Download or read book Next Generation Success written by and published by . This book was released on 2014-09-01 with total page pages. Available in PDF, EPUB and Kindle. Book excerpt: Preparing the next generation to inherit the family enterprise is the single most important determinant of a successful generational handoff. It depends significantly on both the senior generation and junior generation taking active roles in the preparation process. Specifically, what can each generation do to help develop the next generation? What does each generation want from the other throughout this journey? These and related questions have been discussed by families from around the world every year since 1997 at the Families in Business program at Harvard Business School.

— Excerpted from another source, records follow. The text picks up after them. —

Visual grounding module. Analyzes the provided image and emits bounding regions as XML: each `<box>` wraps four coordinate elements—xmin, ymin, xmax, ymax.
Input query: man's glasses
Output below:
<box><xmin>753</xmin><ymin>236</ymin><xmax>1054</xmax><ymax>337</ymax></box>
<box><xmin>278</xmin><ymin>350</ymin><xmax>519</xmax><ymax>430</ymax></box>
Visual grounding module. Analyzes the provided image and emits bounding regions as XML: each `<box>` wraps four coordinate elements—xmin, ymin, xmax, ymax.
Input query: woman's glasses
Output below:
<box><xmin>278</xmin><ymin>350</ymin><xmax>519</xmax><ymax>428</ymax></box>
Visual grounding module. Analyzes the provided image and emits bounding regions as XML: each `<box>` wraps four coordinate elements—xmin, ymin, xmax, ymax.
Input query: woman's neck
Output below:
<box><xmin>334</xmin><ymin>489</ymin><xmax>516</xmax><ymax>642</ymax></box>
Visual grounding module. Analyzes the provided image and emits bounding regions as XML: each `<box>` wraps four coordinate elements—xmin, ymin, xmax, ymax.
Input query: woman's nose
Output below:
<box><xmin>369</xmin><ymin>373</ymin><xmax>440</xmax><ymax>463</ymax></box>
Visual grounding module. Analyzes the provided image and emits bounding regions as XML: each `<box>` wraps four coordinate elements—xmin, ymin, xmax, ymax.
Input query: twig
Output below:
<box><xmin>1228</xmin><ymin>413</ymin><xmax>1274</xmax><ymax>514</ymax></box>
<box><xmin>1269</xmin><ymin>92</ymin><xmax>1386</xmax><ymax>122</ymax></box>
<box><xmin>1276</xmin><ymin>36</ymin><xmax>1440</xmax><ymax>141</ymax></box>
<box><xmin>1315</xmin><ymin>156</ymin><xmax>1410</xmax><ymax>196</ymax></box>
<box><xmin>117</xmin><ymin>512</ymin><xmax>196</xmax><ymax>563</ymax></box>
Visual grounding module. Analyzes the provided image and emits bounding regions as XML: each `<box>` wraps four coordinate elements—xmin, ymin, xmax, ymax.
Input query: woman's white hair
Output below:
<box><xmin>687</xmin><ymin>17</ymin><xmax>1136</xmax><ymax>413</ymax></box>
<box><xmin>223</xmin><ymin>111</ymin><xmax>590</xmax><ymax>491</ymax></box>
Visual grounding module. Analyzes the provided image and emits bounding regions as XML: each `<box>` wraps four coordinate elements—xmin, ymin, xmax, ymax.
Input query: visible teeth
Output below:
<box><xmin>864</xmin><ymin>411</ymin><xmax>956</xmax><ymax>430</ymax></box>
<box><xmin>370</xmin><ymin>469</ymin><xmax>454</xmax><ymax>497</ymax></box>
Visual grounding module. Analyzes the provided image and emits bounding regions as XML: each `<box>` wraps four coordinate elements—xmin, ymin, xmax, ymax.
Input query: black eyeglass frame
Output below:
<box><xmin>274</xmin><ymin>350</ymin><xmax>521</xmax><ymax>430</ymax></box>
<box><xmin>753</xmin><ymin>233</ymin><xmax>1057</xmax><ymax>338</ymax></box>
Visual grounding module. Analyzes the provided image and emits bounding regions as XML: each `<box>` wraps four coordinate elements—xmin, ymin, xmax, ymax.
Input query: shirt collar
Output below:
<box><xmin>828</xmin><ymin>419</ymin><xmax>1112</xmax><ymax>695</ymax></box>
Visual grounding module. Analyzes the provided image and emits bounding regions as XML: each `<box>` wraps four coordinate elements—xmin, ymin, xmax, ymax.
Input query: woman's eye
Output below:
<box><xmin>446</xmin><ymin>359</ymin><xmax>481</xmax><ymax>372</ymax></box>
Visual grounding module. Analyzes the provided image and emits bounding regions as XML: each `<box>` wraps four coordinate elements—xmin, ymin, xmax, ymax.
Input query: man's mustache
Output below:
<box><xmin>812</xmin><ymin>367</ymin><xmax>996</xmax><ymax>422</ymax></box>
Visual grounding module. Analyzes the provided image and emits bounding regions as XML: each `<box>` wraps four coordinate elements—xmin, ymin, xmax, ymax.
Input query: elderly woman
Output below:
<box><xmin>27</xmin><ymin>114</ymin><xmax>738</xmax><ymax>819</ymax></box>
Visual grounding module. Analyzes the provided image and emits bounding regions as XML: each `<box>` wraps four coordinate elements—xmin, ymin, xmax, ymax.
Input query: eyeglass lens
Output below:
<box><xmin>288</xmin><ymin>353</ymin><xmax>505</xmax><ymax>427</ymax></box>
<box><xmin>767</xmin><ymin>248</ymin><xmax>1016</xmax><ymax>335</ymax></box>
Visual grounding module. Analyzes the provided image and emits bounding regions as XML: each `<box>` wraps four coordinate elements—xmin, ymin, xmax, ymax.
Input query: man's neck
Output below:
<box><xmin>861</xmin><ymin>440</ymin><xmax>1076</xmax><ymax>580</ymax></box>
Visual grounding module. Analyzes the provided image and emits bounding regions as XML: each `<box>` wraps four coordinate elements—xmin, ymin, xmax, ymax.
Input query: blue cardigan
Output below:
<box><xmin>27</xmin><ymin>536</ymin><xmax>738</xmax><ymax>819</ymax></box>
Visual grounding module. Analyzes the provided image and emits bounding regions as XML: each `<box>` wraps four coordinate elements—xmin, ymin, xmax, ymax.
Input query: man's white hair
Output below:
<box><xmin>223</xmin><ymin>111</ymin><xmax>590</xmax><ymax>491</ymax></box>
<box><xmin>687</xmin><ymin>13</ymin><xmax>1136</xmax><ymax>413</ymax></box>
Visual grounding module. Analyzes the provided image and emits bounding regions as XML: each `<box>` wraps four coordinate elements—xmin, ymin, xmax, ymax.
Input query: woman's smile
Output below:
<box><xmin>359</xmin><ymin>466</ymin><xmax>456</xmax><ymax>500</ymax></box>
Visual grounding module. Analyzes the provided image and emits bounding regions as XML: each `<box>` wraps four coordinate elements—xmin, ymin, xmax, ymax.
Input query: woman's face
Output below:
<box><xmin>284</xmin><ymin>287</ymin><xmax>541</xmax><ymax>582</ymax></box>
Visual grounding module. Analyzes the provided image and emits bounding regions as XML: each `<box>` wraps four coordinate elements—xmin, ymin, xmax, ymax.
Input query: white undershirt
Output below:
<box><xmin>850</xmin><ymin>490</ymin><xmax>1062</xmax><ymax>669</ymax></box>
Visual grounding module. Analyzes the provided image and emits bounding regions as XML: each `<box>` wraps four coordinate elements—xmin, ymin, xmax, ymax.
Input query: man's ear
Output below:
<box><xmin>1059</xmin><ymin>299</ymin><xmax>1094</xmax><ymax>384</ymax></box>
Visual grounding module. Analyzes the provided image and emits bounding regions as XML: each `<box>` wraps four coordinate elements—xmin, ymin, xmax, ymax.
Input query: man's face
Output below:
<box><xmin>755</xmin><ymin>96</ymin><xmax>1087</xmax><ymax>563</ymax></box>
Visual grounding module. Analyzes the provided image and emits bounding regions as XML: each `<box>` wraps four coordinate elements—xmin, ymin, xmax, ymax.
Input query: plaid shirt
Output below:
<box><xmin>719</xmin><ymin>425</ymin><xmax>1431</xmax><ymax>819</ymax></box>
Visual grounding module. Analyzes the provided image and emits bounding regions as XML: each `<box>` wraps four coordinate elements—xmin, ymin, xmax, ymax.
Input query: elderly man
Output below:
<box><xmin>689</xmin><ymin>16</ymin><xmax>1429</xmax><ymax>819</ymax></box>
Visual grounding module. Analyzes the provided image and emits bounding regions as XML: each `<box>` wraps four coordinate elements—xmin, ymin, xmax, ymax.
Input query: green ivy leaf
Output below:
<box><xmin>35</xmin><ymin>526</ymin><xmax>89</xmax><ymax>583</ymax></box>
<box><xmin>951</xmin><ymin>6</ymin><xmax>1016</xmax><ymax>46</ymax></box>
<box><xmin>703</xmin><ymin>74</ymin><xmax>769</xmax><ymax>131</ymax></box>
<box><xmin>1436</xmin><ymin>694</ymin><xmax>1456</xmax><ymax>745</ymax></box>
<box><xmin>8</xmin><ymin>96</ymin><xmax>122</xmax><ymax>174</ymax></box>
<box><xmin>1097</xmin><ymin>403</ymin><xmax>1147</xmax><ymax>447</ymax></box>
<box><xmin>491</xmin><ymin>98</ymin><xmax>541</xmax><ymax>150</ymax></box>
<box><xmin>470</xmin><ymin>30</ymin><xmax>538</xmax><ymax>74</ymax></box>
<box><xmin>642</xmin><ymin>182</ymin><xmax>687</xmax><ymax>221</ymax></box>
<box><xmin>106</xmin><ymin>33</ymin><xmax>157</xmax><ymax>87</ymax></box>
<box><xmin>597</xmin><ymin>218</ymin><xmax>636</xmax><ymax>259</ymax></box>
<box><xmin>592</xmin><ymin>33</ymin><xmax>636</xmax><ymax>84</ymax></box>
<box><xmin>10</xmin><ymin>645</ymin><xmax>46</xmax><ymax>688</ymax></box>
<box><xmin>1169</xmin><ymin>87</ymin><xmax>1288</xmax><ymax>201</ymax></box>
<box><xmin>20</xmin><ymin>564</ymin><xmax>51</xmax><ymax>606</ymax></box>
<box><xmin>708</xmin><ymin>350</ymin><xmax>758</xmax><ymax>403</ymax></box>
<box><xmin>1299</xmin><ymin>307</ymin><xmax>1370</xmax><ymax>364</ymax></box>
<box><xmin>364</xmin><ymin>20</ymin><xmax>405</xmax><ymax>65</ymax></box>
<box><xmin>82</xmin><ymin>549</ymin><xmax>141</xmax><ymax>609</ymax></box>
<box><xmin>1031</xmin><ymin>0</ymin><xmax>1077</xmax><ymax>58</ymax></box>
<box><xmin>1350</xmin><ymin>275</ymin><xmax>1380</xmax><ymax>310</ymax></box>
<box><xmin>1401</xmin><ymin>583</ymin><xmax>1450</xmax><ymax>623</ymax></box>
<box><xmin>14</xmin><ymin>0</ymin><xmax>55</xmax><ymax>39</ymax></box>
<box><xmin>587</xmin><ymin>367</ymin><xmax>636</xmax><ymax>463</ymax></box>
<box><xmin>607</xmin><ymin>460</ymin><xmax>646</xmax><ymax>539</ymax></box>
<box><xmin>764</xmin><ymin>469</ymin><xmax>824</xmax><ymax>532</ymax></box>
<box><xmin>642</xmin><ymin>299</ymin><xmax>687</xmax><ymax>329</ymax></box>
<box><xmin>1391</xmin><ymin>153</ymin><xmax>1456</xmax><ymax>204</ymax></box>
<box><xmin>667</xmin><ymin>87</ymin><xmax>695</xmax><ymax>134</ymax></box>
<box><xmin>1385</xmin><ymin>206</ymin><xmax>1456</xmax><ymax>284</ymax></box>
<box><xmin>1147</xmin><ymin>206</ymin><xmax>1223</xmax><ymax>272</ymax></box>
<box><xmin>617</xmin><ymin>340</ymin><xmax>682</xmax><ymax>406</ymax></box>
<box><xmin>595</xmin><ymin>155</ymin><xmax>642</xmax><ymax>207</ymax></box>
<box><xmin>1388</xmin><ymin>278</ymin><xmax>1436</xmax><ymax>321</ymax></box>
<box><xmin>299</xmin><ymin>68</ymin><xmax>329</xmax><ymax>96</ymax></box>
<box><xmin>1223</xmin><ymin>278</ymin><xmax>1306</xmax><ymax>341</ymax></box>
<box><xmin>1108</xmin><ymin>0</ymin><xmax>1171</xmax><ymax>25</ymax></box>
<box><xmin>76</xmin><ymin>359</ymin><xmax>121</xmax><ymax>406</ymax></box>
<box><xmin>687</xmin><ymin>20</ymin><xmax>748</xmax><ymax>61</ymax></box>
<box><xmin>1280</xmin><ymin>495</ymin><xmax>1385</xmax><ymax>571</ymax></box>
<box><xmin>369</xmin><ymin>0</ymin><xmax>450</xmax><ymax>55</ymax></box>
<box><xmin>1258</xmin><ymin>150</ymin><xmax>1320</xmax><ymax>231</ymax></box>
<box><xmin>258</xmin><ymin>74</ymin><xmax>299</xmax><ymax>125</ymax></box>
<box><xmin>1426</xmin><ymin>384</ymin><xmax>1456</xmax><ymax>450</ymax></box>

Next Generation Success offers a convenient summary of these rich conversations between senior and junior generation members regarding what each generation can do to help the next generation develop as effective managers, owners and family members. The perspectives of both generations are compared over a 10 year period. Included are Professor John Davis' candid letters to both generations offering wisdom on managing the challenges-and enjoying the rewards-of successfully transitioning the family enterprise to the next generation.